Published in The History of Parliament: the House of Commons 1558-1603, ed. P.W. Hasler, 1981
Available from Boydell and Brewer

Constituency

Dates

Family and Education

educ. Lyon’s Inn; L. Inn 1583, called 1591, pens. 1610. m.

Offices Held

Steward of St. Albans 1590-1617; clerk of the papers of the ct. of record 1590; j.p. St. Albans 1601, Herts. by 1604.

Biography

Frowick’s parentage and early life are obscure. There were Frowicks at St. Albans and in other parts of Hertfordshire in the late fourteenth and early fifteenth centuries, and possibly Sir Henry Frowick of North Mimms and Weld was this Member’s grandfather. If so, then Frowick was a cousin of Humphrey Coningsby II. Frowick came in for St. Albans in 1601 at a by-election, after Francis Bacon elected to sit for Ipswich.

Frowick took his oath as steward of St. Albans on 17 Feb. 1590. The office of clerk of the papers of the court of record had in January been combined with the stewardship, but on 15 July that year ‘for divers good reasons’, the clerkship was taken away from Frowick, who was allowed three days in which to ‘bring in his papers’. He was again at variance with the corporation in 1596, when there was an attempt by the mayor and his brethren to have him removed from his stewardship for illegally fining people without just cause, his victims including the late mayor and serjeant. The corporation, after rescinding these fines, decided that no future fines were to be imposed without the consent of the mayor, and petitioned the Privy Council for licence to remove Frowick. The Council summoned Frowick to reply to the charges in September 1596, then granted him a month’s respite, because

he had presently many businesses of importance, many courts to keep, and especially for that divers of the accusations depend upon causes that are in need of record, so as the records are to be seen and perused by him for his better answer.

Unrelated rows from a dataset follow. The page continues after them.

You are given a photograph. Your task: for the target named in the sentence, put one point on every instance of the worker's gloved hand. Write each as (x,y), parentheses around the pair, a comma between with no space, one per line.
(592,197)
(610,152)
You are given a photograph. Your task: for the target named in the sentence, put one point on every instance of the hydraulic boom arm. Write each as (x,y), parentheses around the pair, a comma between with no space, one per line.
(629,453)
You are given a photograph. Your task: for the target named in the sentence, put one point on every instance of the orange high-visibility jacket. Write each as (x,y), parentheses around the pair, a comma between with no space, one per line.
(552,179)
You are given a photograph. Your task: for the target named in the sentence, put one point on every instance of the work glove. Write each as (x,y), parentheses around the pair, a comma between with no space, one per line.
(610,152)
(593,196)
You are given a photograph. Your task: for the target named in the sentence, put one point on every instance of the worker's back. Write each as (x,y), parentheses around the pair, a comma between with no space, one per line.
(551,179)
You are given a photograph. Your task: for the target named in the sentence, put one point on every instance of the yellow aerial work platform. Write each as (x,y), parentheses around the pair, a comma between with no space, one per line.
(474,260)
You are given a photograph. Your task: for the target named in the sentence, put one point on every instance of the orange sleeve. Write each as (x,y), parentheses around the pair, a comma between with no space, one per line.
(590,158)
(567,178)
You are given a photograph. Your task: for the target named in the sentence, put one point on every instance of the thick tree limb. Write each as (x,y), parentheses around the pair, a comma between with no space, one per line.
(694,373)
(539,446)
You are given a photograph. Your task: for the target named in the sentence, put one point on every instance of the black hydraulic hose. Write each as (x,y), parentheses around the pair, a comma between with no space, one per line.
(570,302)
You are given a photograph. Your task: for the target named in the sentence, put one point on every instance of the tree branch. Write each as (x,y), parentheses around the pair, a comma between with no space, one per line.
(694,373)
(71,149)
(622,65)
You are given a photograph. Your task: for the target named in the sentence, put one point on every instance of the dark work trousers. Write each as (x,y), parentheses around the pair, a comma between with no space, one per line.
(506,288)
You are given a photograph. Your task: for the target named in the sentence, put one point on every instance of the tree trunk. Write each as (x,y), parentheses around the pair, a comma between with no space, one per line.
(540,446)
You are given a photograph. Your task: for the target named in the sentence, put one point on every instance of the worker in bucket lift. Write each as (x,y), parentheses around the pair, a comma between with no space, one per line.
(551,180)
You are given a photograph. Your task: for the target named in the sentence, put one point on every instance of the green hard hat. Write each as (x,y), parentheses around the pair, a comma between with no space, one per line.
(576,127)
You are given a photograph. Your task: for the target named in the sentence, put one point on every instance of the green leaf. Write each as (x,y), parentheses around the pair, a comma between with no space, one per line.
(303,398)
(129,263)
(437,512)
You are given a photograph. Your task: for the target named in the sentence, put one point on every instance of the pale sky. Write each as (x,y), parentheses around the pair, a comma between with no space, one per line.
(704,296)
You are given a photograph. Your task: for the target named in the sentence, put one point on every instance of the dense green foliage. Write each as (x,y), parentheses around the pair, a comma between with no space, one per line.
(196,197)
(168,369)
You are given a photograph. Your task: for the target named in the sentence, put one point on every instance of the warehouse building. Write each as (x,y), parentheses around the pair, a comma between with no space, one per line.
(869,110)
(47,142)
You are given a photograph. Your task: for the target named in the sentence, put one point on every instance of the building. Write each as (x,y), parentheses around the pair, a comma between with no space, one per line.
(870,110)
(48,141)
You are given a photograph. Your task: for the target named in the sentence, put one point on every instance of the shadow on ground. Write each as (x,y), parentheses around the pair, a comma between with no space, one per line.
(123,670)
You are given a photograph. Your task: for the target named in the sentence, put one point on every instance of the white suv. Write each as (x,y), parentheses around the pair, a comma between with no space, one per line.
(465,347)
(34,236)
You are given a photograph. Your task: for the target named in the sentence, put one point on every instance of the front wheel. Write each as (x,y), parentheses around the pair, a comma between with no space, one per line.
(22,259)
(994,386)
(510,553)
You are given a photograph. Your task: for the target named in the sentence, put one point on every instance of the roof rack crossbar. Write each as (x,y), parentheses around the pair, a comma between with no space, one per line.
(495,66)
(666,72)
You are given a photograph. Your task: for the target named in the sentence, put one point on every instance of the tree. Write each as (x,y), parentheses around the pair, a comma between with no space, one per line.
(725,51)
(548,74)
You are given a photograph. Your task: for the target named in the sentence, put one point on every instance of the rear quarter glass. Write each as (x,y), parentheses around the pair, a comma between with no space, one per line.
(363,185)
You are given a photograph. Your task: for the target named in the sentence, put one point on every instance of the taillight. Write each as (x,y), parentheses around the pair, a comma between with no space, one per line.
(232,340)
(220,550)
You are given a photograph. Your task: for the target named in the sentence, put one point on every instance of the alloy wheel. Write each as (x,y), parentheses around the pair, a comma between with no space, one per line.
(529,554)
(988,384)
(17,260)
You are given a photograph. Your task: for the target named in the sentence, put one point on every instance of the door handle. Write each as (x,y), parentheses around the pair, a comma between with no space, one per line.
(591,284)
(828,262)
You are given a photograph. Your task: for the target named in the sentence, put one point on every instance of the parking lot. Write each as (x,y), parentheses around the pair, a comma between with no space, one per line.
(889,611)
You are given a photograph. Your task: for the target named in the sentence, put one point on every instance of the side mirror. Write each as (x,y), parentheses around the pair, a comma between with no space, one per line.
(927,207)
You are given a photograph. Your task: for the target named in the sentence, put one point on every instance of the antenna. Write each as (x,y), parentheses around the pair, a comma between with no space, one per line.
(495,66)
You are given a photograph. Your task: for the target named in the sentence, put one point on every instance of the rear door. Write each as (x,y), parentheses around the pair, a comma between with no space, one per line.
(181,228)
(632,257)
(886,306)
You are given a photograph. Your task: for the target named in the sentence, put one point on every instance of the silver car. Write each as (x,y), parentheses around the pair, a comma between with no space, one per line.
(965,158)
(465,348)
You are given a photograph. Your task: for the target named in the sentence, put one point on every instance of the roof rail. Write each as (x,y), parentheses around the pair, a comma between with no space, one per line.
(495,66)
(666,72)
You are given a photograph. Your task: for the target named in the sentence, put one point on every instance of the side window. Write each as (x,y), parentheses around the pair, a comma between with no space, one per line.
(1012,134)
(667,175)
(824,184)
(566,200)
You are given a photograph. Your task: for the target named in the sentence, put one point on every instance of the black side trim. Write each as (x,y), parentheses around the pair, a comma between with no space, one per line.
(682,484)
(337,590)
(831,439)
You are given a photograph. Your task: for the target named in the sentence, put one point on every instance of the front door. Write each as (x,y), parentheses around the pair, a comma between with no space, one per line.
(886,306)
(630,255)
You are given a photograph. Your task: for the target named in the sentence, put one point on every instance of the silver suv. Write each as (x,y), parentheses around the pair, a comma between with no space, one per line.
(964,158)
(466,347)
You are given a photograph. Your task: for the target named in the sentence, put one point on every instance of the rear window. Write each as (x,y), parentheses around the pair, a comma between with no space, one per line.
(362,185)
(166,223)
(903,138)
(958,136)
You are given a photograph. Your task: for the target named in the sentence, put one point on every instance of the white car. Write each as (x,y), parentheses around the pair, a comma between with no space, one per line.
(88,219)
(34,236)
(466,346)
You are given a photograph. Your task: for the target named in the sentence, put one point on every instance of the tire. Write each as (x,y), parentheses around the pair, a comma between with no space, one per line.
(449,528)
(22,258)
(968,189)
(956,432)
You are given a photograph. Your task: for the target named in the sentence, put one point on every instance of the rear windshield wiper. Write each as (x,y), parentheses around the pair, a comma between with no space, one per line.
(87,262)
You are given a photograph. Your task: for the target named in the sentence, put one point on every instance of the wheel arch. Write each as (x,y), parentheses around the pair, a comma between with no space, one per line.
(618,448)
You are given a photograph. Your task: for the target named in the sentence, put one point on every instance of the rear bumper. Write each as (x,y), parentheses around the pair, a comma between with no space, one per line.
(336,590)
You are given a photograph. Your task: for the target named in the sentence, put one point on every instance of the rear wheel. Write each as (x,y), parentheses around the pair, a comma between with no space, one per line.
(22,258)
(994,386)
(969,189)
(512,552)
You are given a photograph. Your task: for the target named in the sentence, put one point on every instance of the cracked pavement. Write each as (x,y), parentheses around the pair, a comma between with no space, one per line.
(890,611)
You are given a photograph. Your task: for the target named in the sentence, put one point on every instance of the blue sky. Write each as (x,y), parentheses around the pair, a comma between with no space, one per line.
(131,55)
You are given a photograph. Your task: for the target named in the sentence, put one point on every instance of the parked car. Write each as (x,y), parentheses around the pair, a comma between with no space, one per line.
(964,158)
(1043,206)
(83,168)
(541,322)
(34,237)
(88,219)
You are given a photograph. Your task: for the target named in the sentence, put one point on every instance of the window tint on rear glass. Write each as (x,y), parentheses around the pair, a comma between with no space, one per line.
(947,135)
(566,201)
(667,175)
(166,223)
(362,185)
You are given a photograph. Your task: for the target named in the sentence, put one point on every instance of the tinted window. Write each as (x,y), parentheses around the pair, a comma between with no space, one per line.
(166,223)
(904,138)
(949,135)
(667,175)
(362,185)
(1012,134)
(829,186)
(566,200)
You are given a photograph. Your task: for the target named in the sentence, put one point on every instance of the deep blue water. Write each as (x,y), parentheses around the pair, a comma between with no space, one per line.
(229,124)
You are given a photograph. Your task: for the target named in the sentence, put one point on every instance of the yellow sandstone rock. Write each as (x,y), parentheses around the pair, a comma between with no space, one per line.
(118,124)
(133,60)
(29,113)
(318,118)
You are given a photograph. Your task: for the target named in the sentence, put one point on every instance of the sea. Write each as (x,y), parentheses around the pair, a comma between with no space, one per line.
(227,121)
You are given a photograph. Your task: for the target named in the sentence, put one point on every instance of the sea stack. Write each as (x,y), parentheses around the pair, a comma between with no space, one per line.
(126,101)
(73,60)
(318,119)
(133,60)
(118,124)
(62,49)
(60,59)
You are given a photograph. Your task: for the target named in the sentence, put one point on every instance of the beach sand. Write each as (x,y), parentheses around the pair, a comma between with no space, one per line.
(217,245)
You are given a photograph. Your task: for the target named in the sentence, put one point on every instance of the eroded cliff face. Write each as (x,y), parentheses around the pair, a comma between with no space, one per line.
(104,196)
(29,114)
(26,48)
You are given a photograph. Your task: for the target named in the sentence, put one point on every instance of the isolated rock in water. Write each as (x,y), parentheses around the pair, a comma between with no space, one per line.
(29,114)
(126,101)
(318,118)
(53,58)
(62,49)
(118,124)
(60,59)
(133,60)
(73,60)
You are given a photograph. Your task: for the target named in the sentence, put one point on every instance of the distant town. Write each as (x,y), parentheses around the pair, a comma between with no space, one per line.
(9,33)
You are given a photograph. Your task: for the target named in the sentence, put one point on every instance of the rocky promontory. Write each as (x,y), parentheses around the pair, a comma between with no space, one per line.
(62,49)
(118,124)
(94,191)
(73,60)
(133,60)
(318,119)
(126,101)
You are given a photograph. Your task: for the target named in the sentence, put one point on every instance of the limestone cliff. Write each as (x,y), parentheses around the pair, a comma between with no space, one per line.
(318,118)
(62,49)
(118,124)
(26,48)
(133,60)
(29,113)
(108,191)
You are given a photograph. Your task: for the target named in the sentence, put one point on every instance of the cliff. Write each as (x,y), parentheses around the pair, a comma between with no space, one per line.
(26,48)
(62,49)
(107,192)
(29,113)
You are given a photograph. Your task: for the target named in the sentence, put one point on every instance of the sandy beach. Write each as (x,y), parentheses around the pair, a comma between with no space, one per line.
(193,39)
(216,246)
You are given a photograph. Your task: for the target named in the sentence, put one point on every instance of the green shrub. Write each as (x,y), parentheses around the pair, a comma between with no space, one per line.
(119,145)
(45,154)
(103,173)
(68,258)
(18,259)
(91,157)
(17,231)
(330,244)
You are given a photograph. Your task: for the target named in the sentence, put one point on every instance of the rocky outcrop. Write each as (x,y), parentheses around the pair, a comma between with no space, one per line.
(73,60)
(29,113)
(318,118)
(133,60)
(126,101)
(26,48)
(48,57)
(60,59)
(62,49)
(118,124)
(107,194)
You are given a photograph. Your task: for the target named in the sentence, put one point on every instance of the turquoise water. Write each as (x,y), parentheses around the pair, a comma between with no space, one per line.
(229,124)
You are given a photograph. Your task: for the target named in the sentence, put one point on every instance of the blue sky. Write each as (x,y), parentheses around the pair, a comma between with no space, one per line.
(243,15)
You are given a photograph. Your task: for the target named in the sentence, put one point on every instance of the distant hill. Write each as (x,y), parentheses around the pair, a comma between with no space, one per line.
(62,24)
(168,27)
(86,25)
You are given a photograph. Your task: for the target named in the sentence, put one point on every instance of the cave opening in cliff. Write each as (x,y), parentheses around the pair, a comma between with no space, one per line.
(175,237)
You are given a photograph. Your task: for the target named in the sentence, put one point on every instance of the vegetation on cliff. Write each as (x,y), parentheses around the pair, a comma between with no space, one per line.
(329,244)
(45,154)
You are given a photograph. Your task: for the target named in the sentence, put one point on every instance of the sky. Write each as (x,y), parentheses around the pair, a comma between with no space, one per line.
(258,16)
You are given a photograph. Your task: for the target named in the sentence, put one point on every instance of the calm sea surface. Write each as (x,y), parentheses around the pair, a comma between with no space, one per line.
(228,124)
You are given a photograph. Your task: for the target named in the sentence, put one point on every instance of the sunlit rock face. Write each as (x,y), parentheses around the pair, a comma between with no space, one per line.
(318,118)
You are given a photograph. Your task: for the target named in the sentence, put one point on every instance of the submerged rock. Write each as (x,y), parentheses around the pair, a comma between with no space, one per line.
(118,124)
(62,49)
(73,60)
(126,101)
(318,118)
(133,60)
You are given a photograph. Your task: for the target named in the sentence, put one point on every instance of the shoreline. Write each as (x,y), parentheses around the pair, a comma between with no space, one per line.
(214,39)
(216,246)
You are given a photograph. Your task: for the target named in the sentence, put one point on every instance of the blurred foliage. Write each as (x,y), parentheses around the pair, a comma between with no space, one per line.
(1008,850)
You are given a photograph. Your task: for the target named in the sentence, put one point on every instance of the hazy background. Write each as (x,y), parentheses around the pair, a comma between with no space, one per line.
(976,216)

Evidently he retained the office. On another, occasion Frowick’s wife claimed precedence over the mayor’s wife. The Garter king of arms, rejecting the claim, thought Frowick ought to ‘support and maintain’ the town’s ‘ancient customs’ instead of ‘fulfilling the private humour of [his] wife’. In 1598 he was one of the signatories who offered the high stewardship of the borough to the Earl of Essex. It was at his suggestion, in 1606, that the corporation resolved to restrict the number of beer and ale brewers in St. Albans: he nominated a John Davies as one of the six appointed brewers. Frowick resigned the stewardship in November 1617.

A. E. Gibbs, St. Albons Recs. 34, 37, 52, 57, 64; C181/12; HMC Hatfield, xvi. 434; Vis Herts. (Harl. Soc. xxii), 45; N. Salmon, Herts. 83; APC, xxvi. 170, 180, 189; C. H. Ashdown, St. Albans (1893), 298-9.

Ref Volumes: 1558-1603

Author: G.M.C.

Notes

  • 1. Did not serve for the full duration of the Parliament.